DURGUNLUĞUN ÇÖZÜMÜ ANADOLU'DA MI?

Yıldıray GÖKKAYA
Tüm Yazıları
Konut pazarını değerlendirirken, hacim ve sirkülasyondan dolayı hepimiz ilk etapta üç büyük şehirdeki hareketi değerlendiriyor, ona göre piyasanın durumunu algılamaya çalışıyoruz.

 Nitekim bir süredir bu 3 büyükşehirdeki (İstanbul, Ankara, İzmir) emlak pazarında satışlar geçmiş dönemlerdeki kadar hareketli olmayınca, piyasanın da geneli itibariyle durgun olduğuna hep birlikte hükmettik.

Geçenlerde bir gayrimenkul danışmanlık zincirinin bu konuya dikkat çeken tespiti 'Durgunluğun çözümü Anadolu'da' yorumuna neden oldu.

Era Gayrimenkul markalı konut projelerinin Anadolu'daki potansiyeli görerek tıkanıklığı aşacak proje hareketine yönelmesi gerektiğini ifade ediyor.

"Markalı konut projesi üreticileri İstanbul'u kendi haline bırakıp Anadolu'ya açılmalı" diyen şirketin genel müdürü Özhan Atalay, "Anadolu'da potansiyel var. Bunu değerlendirmek isteyenler kazançlı çıkacak" dedi. Yeni Akit'teki demecinde, bundan sonra da üretmek zorunda olan işletmelerin artık Kayseri, Balıkesir, Çanakkale gibi illeri keşfetmesi gerektiğini anlatıyor.

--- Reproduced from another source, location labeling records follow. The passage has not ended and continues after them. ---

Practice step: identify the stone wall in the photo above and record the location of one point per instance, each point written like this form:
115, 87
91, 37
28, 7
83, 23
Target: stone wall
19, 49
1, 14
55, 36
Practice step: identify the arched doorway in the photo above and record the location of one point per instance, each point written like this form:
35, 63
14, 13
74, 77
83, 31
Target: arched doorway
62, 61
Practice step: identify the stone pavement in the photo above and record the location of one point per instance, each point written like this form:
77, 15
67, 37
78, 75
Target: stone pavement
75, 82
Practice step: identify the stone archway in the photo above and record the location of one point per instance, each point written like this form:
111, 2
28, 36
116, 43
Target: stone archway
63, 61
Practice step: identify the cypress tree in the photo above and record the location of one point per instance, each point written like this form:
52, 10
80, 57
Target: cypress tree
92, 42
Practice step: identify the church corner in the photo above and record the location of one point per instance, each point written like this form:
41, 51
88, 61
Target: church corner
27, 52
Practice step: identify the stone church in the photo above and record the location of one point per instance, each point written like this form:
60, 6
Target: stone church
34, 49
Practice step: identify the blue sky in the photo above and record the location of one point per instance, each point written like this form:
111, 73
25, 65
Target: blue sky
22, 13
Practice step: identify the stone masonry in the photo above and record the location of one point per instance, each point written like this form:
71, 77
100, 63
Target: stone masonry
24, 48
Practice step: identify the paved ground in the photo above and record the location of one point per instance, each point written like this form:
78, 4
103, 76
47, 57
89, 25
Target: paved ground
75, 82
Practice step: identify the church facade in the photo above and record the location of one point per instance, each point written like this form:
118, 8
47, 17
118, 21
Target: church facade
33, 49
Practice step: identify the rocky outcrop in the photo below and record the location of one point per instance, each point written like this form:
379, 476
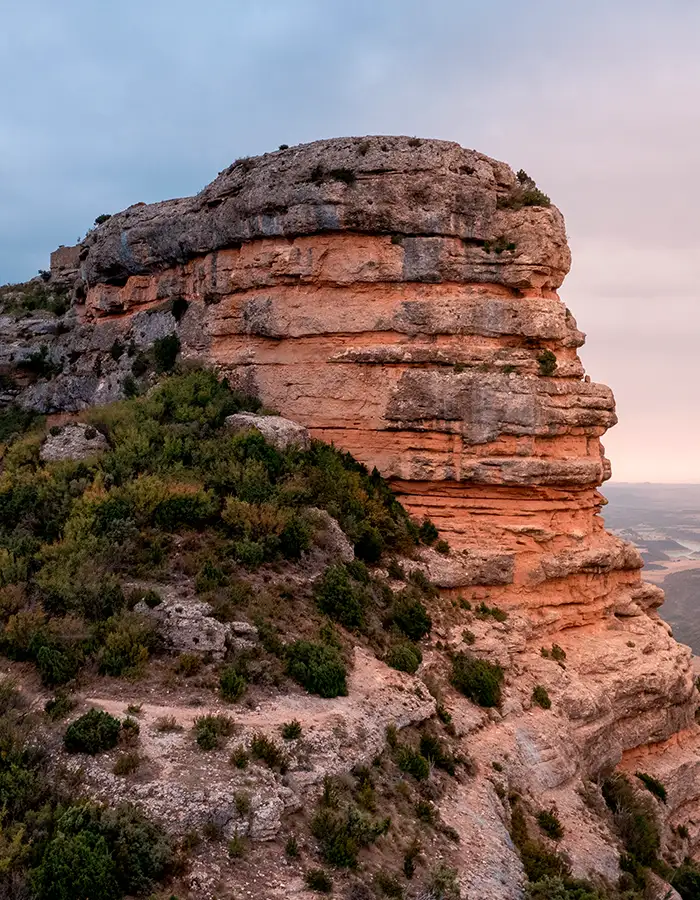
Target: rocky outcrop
278, 431
397, 297
74, 440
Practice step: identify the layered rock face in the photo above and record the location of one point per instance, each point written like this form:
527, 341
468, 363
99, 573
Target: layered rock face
398, 297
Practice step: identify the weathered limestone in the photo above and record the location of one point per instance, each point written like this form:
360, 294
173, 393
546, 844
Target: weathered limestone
389, 296
74, 441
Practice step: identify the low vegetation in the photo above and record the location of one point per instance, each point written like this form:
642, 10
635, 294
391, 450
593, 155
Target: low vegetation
173, 477
478, 679
55, 847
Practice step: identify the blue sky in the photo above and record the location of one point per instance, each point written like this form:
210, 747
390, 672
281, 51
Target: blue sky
106, 104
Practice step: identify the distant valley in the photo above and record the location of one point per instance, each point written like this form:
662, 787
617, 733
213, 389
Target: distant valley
663, 521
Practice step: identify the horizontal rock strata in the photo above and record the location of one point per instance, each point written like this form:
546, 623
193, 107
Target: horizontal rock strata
397, 298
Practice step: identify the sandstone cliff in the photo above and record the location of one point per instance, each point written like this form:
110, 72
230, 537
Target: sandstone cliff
399, 298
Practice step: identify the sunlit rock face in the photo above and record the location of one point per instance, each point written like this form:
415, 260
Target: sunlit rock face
398, 297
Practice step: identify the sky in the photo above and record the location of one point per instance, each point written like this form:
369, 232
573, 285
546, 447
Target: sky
106, 104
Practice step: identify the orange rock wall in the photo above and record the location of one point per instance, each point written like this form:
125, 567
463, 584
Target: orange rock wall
438, 385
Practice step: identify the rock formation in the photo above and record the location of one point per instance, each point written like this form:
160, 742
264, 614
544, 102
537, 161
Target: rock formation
398, 297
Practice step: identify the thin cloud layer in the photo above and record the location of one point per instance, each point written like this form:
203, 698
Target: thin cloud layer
104, 105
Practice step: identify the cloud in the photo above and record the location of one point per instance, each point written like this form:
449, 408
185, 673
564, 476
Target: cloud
115, 103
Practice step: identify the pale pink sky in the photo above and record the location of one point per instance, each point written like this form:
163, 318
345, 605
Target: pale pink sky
116, 103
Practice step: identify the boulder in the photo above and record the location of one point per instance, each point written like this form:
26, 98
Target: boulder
74, 441
280, 432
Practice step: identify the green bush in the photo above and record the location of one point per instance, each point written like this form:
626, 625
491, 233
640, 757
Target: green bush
92, 733
434, 750
410, 616
319, 881
317, 667
165, 351
405, 658
77, 866
341, 834
635, 819
189, 664
477, 679
340, 598
653, 785
232, 684
126, 642
549, 822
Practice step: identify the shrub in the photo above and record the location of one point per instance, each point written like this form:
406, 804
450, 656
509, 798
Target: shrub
652, 784
410, 615
549, 822
541, 697
634, 818
92, 733
130, 730
239, 758
395, 570
319, 881
319, 668
232, 684
340, 598
208, 730
166, 724
266, 750
433, 749
237, 847
477, 679
412, 762
405, 658
427, 532
291, 730
126, 645
547, 362
341, 834
388, 884
77, 865
242, 803
165, 351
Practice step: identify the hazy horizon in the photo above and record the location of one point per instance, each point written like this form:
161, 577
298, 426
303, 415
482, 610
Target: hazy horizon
150, 101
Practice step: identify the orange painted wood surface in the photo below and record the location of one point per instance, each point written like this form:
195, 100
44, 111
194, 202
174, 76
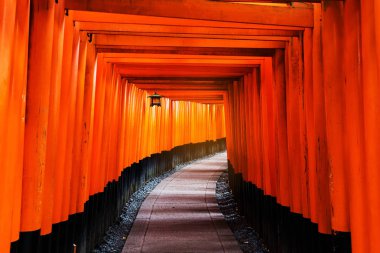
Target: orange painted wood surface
297, 100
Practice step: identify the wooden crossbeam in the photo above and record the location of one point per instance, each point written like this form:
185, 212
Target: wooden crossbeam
126, 40
201, 10
109, 27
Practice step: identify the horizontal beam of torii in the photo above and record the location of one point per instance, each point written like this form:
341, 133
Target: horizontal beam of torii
202, 10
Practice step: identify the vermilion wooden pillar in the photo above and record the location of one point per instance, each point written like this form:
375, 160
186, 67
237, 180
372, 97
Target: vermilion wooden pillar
13, 78
53, 121
370, 39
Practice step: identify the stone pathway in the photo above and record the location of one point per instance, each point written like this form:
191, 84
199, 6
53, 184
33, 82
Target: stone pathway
181, 214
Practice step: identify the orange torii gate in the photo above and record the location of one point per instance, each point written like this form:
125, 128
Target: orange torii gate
293, 88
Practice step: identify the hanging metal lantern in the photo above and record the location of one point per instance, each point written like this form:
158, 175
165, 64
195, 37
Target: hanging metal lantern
155, 100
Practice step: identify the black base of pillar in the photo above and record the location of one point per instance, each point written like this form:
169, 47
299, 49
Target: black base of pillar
87, 229
281, 230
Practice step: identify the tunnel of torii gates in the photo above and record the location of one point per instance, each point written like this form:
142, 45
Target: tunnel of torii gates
289, 89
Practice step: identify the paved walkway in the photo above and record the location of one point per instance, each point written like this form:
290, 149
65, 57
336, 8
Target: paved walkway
181, 214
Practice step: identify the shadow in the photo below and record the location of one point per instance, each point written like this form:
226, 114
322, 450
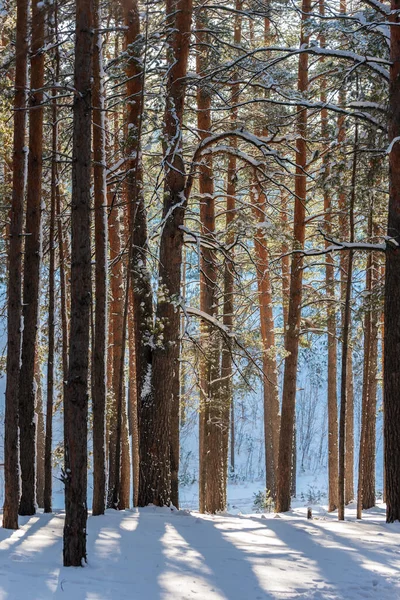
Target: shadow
156, 554
226, 568
340, 560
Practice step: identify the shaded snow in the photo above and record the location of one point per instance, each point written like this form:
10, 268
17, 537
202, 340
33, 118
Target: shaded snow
163, 554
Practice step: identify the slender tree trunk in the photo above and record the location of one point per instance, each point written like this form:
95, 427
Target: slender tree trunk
32, 263
14, 299
40, 436
140, 318
211, 497
155, 409
368, 483
133, 404
344, 385
285, 263
99, 385
271, 390
294, 313
227, 400
48, 470
48, 484
331, 314
116, 325
392, 287
76, 391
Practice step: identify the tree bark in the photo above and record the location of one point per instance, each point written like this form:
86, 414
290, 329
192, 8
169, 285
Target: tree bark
155, 416
271, 390
211, 497
344, 384
32, 264
40, 436
294, 313
116, 325
392, 287
76, 391
14, 299
99, 385
331, 314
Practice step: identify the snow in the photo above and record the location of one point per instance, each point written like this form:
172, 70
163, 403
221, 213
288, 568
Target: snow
180, 555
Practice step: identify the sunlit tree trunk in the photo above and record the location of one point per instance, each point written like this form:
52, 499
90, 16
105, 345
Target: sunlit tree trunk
271, 390
344, 385
14, 298
76, 390
156, 439
294, 313
99, 384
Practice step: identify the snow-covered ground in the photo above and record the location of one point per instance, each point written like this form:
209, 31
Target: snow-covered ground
152, 553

Aslında önde gelen birkaç şirket bu hareketi çoktan başlattı. Mesela Sinpaş, mesela Teknik Yapı, mesela Emlak Konut... Bu firmalar öncülük etti, eminimki diğer büyükler de onları izleyecektir, çünkü Atalay'ın da belirttiği gibi marka değerini doğru yansıtanların Anadolu'da erişebilecekleri yeni pazarlar söz konusu. Hızla gelişen şehirlerde yaşayanlar da İstanbul'da adlarını çok duyduğu güvenilir şirketlerin projelerine erişmenin keyfini yaşamalı.

Kaldı ki İstanbul'da konut fiyatlarına ilişkin Endeksa'nın araştırması da artık gözleri İstanbul'un dışına çevirmenin zamanı geldiğine hükmedilebilir.

Gayrimenkul veri analizi platformu Endeksa'nın araştırmasına göre, İstanbul'da fiyatı geçen yıl yüzde 13 yükseliş kaydeden konut, yüzde 11,92'lik enflasyon ile kıyaslandığında yatırımcısının beklentisini karşılamadı.